After IRB approval and signed informed consent, 18 women with severe PE without previous antihypertensive treatment were randomized to U or N groups. The therapeutic goal was to achieve a mean BP (MBP) between 105 and 125 mmHg. The U patients first received U 6.25 mg boluses every 5 minutes until the diastolic BP dropped below 105 mmHg, followed by a 4 mg/hour infusion adjusted as needed. In the N group, patients first received a N 1 γ/kg/minute infusion until a 15% reduction in mean BP, followed by a N 0.75 γ/kg/minute infusion adjusted as needed. Non-invasive BP was assessed every 5 minutes during treatment titration and then every 15 minutes. The time needed to reach the therapeutic goal was registered. The main endpoint was the achievement of the BP goal in 2 hours or less. Tolerance was assessed by the number of episodes of hypotension (HO) (defined as MBP below 100 mmHg) and side effects. Severe HO, defined as MBP below 80 mmHg or two episodes of HO, was considered as treatment failure and led to exclusion. Further assessment was limited to safety, amount of ocytocics used and neonatal evaluation by ICU paediatricians until discharge from ICU. Results were compared using analysis of variance.
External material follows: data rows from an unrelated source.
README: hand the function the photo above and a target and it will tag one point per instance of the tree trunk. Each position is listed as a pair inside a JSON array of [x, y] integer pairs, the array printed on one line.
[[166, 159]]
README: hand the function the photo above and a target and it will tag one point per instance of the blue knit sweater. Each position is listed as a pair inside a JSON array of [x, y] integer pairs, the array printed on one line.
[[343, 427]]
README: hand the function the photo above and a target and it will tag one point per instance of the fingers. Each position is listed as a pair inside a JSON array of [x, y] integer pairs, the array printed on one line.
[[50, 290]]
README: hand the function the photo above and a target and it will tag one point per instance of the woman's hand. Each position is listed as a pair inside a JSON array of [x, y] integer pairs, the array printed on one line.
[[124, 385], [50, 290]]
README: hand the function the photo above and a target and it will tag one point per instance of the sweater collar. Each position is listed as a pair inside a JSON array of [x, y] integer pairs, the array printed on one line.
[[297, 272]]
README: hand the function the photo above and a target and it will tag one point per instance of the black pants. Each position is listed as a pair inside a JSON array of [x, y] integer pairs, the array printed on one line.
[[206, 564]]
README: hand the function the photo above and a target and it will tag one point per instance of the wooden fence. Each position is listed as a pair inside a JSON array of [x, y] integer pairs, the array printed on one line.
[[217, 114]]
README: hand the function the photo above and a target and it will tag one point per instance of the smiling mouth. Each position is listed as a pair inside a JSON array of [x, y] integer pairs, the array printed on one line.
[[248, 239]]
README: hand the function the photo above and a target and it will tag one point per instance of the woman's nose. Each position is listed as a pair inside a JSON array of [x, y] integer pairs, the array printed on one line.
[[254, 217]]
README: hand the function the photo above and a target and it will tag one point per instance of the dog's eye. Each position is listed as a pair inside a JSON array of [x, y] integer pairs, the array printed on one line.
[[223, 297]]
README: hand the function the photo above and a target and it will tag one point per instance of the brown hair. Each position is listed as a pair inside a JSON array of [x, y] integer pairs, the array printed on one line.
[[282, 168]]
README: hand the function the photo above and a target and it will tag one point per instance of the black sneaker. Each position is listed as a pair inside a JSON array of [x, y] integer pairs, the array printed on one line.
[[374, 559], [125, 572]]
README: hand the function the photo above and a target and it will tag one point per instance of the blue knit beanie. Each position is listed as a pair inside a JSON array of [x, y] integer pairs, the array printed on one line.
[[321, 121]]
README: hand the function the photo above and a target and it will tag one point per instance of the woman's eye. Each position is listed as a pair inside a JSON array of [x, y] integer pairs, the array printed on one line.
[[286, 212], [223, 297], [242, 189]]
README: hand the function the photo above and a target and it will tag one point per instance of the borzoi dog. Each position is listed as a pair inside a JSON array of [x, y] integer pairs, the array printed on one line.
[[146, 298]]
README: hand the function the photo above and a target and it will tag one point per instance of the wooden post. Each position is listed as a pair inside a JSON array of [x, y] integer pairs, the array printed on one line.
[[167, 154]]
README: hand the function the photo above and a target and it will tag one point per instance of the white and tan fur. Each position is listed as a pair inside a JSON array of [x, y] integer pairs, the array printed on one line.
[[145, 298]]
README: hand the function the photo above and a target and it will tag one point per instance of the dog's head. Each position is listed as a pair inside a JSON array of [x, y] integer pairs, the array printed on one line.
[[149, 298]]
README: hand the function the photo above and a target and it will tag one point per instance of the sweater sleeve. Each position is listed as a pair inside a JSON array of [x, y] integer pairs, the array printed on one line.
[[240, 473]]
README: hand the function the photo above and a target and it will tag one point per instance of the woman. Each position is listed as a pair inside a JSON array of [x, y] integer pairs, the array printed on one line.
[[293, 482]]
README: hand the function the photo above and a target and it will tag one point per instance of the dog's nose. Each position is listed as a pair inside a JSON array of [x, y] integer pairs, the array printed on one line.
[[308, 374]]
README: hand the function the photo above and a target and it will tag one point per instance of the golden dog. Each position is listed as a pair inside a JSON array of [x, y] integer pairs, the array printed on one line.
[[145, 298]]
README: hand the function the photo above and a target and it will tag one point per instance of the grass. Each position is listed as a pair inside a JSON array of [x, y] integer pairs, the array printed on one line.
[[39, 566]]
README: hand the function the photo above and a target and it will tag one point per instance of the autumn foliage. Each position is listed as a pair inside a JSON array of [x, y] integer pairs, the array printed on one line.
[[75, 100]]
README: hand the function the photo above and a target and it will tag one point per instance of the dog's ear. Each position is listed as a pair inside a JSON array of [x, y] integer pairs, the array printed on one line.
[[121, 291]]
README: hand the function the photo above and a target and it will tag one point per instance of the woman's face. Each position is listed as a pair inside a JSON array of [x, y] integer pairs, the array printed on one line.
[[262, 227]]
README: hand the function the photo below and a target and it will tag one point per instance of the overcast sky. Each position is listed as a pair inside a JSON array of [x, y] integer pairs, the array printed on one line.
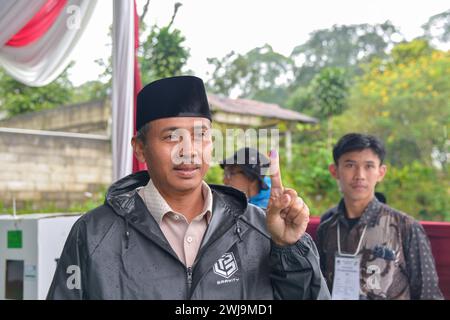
[[215, 27]]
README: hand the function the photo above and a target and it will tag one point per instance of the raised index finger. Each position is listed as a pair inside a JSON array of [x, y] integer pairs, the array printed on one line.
[[274, 172]]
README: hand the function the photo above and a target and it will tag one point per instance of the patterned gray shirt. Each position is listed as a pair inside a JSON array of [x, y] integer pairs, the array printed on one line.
[[396, 257]]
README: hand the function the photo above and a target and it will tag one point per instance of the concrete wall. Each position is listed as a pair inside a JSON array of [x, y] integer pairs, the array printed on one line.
[[90, 117], [39, 168]]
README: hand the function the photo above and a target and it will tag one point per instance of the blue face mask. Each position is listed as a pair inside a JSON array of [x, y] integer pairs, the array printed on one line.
[[262, 198]]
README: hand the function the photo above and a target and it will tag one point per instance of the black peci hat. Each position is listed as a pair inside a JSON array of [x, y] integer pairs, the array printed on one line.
[[253, 163], [183, 96]]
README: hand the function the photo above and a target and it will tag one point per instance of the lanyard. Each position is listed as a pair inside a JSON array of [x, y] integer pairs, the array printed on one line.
[[359, 244]]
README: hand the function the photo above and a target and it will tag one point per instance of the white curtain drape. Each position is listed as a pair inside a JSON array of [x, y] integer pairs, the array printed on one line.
[[123, 87], [43, 60]]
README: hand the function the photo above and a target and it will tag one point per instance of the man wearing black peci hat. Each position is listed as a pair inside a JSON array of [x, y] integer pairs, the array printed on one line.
[[246, 171], [166, 234]]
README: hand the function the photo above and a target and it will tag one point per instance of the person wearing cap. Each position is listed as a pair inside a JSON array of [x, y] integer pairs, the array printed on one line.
[[163, 233], [245, 171]]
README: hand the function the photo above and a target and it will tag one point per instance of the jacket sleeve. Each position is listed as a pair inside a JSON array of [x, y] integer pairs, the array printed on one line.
[[423, 278], [70, 274], [295, 271]]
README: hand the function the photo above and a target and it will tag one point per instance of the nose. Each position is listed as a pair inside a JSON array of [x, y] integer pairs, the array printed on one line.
[[359, 174], [188, 149]]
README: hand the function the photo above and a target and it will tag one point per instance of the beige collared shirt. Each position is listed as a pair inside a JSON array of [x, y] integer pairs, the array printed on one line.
[[184, 237]]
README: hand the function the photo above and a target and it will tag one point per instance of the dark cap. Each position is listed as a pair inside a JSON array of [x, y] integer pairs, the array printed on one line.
[[252, 163], [183, 96]]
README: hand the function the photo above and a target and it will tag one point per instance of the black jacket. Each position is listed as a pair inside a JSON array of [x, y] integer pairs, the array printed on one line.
[[117, 251]]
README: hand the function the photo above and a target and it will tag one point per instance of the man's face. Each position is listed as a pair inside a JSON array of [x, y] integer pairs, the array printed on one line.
[[177, 152], [234, 176], [357, 174]]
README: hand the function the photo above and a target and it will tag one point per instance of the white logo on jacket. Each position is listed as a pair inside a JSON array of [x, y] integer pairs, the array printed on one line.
[[226, 266]]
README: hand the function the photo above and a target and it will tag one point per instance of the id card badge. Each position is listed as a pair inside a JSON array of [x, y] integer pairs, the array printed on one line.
[[346, 278]]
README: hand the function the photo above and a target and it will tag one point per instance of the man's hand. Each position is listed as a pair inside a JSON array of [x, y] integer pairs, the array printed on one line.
[[287, 214]]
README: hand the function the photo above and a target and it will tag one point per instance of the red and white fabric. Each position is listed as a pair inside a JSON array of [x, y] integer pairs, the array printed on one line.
[[38, 36]]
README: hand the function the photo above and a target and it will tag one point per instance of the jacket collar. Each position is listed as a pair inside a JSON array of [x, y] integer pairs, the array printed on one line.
[[369, 215]]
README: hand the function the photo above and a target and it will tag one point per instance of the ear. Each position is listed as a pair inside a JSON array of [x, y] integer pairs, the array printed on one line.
[[138, 149], [381, 172], [333, 170]]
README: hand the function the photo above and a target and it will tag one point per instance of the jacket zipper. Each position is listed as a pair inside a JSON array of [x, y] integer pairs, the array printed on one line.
[[189, 280]]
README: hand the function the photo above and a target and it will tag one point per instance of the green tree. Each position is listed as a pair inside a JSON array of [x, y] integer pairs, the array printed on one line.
[[17, 98], [405, 100], [438, 27], [162, 54], [343, 46], [260, 74]]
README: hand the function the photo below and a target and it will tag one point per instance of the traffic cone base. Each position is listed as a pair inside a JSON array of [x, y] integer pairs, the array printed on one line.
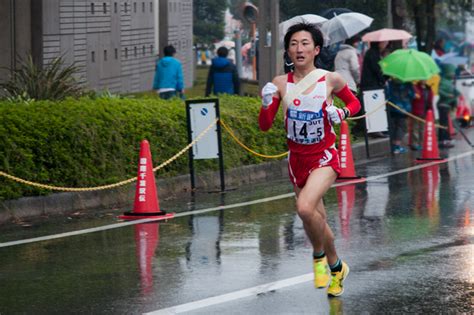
[[159, 216], [146, 205]]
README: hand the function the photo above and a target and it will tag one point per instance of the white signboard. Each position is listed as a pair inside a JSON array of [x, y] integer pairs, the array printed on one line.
[[375, 121], [201, 116]]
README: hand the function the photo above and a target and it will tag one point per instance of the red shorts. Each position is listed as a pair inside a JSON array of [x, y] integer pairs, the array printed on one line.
[[301, 165]]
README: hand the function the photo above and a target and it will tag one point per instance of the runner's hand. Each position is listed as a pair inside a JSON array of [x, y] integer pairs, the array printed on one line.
[[267, 94], [335, 114]]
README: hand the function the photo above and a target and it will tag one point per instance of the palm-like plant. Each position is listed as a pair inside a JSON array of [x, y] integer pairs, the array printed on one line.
[[54, 81]]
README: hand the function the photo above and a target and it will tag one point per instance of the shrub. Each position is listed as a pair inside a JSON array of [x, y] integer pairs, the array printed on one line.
[[89, 142], [54, 81]]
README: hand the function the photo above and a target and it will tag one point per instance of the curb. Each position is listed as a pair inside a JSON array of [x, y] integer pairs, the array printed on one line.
[[69, 202]]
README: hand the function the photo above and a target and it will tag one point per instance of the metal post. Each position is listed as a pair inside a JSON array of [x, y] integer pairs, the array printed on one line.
[[219, 145], [238, 51], [191, 154]]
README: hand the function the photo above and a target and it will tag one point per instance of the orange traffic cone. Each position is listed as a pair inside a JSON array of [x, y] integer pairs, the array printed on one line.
[[430, 150], [345, 154], [146, 204]]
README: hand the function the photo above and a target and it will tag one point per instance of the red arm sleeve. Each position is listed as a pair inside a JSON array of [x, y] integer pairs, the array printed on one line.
[[352, 103], [267, 115]]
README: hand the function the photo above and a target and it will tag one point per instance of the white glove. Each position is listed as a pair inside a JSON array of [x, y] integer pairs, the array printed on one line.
[[335, 114], [267, 94]]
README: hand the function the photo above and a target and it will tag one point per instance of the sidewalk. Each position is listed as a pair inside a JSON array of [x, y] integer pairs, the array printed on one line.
[[69, 202]]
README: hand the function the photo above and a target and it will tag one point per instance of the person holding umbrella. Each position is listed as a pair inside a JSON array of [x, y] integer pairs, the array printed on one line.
[[401, 94], [313, 161]]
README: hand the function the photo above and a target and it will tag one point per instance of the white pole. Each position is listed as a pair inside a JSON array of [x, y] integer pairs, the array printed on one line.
[[156, 19]]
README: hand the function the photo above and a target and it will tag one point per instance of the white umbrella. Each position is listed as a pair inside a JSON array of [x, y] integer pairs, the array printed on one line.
[[306, 18], [344, 26]]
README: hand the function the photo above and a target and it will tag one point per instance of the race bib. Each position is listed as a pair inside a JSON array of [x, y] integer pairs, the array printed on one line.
[[305, 127]]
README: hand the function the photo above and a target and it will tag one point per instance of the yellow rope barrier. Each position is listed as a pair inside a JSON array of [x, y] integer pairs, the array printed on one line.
[[181, 152], [247, 148], [130, 180], [413, 116]]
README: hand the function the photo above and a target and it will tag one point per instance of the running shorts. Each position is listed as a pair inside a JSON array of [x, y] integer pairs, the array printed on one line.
[[301, 165]]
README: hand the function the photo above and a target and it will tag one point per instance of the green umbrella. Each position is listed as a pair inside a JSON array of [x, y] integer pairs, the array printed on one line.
[[409, 65]]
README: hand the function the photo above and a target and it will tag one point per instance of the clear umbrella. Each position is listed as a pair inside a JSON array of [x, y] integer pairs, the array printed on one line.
[[386, 34], [344, 26]]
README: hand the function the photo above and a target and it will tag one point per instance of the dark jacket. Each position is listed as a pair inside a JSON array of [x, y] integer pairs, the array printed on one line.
[[372, 77], [223, 77]]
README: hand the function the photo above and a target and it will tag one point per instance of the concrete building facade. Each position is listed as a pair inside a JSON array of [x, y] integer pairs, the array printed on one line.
[[115, 43]]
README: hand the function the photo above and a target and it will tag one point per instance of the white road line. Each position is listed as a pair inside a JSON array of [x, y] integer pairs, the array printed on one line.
[[235, 295], [219, 208]]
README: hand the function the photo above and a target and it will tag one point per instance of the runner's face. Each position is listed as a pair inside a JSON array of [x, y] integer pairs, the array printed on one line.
[[301, 49]]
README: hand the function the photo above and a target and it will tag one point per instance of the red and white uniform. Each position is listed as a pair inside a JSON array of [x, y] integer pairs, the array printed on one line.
[[310, 136]]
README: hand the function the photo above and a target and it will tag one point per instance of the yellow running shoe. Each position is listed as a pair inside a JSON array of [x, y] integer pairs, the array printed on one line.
[[321, 272], [336, 288]]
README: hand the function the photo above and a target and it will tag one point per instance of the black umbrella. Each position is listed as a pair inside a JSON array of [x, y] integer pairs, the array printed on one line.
[[330, 13]]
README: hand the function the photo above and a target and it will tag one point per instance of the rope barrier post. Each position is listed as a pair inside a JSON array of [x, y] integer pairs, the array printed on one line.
[[191, 155], [219, 144]]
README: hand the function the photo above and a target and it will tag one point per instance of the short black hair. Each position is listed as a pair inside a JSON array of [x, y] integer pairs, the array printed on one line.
[[222, 51], [169, 50], [311, 28]]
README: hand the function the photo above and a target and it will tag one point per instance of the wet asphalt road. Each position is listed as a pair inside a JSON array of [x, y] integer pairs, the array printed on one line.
[[407, 237]]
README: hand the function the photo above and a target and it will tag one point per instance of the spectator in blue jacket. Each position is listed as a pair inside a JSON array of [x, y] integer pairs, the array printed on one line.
[[400, 94], [168, 80], [222, 75]]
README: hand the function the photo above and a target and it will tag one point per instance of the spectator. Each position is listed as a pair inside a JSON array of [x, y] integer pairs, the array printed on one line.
[[223, 76], [401, 94], [420, 105], [347, 63], [448, 96], [168, 80]]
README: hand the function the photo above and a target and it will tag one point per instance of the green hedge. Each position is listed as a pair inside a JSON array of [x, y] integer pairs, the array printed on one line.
[[90, 142]]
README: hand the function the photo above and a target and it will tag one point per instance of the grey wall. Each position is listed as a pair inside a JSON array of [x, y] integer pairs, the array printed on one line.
[[112, 41], [15, 33]]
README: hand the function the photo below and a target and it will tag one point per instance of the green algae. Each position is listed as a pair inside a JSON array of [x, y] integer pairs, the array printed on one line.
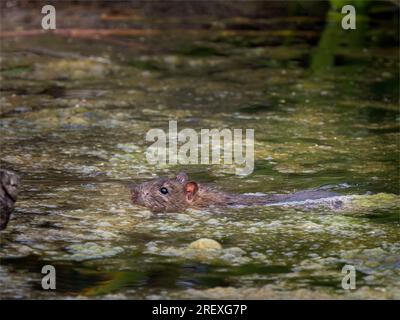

Side effects were compared with the chi-square test.

Results

One U patient was excluded from the efficacy assessment due to a protocol violation. The main endpoint was reached in all 17 patients, after 50 minutes in both groups. During the first 2 hours, the needed treatment adjustment median value was 1 (0 to 10) in the U group and 1 (0 to 13) in the N group. Side effects attributable to the study treatment were observed in six of the nine cases in the N group and in one of the nine cases in the U group (P < 0.02). There were no severe side effects or neonatal side effects.

Conclusions

No difference in efficacy could be shown in this preliminary series. Both treatments were easy to titrate. Fewer side effects were recorded in the U group. Further studies are needed in order to compare U and N.